Friday, December 16, 2011

Banana Bread

White Nut Bread 
makes moist, tasty sandwiches for luncheons* and lunch boxes.


3/4 cup sugar
2 tbsp. soft shortening
1 egg
1 1/2 cups milk
3 cups GOLD MEDAL Flour
3 1/2 tsp. baking powder
1 tsp. salt
3/4 cup chopped nuts


Heat oven to 350° (mod.). grease a loaf pan, 9x5x3" or three 20 oz. cans. Mix sugar, shortening and egg thoroughly. Stir in milk. measure flour by dip-level-pour method or by sifting (see p. 6). Blend dry ingredients; stir in. Blend in nuts. Pour into pan or cans.
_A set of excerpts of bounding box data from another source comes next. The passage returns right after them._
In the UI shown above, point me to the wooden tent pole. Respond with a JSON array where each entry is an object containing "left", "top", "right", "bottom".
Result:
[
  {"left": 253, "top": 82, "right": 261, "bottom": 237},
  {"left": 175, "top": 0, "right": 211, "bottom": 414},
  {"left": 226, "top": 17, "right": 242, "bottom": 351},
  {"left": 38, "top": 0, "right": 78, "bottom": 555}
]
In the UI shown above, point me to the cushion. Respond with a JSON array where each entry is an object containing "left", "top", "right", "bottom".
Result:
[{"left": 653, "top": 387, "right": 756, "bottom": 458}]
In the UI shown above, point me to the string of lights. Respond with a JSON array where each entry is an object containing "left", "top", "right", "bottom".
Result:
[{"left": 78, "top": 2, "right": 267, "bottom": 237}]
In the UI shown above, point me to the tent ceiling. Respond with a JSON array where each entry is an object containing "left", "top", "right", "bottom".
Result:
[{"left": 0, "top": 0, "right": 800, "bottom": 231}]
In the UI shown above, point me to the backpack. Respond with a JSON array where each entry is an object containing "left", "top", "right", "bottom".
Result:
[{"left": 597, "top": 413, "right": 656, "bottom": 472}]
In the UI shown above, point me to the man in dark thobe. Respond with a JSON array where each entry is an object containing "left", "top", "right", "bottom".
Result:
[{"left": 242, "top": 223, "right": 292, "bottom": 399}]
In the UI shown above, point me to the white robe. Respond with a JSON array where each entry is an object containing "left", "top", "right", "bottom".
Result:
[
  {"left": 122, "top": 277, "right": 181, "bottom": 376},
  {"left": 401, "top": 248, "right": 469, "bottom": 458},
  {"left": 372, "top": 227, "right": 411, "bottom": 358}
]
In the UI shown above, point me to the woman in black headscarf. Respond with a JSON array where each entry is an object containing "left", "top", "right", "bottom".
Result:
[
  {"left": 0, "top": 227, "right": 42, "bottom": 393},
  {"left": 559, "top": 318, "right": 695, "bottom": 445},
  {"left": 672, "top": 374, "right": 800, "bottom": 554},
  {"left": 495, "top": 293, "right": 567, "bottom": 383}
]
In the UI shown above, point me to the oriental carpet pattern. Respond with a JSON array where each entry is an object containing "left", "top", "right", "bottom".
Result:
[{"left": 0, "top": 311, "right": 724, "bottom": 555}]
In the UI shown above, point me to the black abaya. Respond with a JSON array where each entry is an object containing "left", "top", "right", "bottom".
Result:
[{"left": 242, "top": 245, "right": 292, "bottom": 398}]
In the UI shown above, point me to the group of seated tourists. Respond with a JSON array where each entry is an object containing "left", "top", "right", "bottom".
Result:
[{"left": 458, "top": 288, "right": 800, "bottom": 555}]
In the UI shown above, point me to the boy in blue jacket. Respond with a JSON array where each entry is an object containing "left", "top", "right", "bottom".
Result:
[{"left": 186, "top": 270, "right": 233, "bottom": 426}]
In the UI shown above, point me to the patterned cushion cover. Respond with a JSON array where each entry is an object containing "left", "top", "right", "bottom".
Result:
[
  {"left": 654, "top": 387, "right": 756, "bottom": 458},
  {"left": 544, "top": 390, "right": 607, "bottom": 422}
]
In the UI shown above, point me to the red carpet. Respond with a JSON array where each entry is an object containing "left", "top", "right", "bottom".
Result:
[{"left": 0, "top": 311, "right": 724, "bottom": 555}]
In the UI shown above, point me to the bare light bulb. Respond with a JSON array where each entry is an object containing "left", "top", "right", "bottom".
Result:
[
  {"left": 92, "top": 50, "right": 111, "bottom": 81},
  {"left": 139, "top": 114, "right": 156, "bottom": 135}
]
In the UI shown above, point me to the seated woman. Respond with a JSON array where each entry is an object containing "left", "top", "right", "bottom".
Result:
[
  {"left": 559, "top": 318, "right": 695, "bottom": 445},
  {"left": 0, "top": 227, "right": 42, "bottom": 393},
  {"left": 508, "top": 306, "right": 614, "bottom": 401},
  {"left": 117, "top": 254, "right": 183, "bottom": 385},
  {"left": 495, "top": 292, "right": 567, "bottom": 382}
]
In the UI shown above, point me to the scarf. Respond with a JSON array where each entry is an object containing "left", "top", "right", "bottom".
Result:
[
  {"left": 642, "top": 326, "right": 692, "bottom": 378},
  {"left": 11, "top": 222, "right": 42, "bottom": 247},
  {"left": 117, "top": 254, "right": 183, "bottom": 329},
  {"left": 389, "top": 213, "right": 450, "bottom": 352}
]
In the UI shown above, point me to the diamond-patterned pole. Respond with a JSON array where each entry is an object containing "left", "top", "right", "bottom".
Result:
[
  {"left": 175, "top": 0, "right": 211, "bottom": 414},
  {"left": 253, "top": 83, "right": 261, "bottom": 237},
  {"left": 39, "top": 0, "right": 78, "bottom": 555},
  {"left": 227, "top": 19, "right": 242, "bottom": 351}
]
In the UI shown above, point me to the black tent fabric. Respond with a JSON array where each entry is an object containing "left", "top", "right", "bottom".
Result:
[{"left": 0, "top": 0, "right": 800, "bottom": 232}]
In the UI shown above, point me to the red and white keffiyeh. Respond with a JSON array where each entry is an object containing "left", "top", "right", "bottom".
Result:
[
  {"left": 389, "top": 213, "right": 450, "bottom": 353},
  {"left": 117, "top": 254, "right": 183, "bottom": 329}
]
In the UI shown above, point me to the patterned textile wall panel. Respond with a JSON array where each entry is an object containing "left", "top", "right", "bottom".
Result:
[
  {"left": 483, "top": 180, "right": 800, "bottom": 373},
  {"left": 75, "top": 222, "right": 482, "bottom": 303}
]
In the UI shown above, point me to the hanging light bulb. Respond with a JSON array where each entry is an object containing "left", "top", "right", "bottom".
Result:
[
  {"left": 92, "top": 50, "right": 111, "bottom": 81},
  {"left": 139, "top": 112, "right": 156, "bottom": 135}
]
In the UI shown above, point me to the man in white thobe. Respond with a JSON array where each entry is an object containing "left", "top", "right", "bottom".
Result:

Bake 60 to 70 min., or until toothpick stuck into center comes out clean. (Crack in top of loaf is characteristic.) Cool thoroughly before slicing with a thin, sharp knife. 


Banana Nut Bread
Make White Nut Bread (above) except increase sugar to 1 cup. Use only 3/4 cup milk and add 1 cup mashed bananas. 

Again from the 1961 Betty Crocker's New Picture Cook Book, my famous Banana Bread. I've never actually made the White Nut Bread, just sort of the Banana Nut Bread variation on the page below the main recipe. I don't really follow either recipe.

I have no idea why, but I got it into my head that it needed to be a spiced banana bread, so I fiddled with the recipe over a period of about a year. I don't increase the sugar or decrease the milk. I double the butter and cream it with the sugar. Then I add the egg and the spices. After my experiments, I settled on 1 tsp. of cinnamon, 1/2 tsp. of nutmeg and 1/4 tsp. of cloves. I add two or three VERY overripe bananas and incorporate them. Then I blend in the milk, the baking powder and the salt, and lastly the flour. I never put nuts in my bread. I object to nuts in things on general principal, especially walnuts, which I hate, because they taste like sand.

I cook the bread according to the recipe, though I generally have to cook it longer because my oven temp is way off. I can never wait for it to cool so I immediately start to peel the yummy, crunchy crust off the top. It's good right out of the oven, or sliced into pieces and then frozen, microwaved and buttered. When I'm in a baking mood, I make a loaf to take to school for my mid-morning snack.


*From a time when people still used the word "luncheon."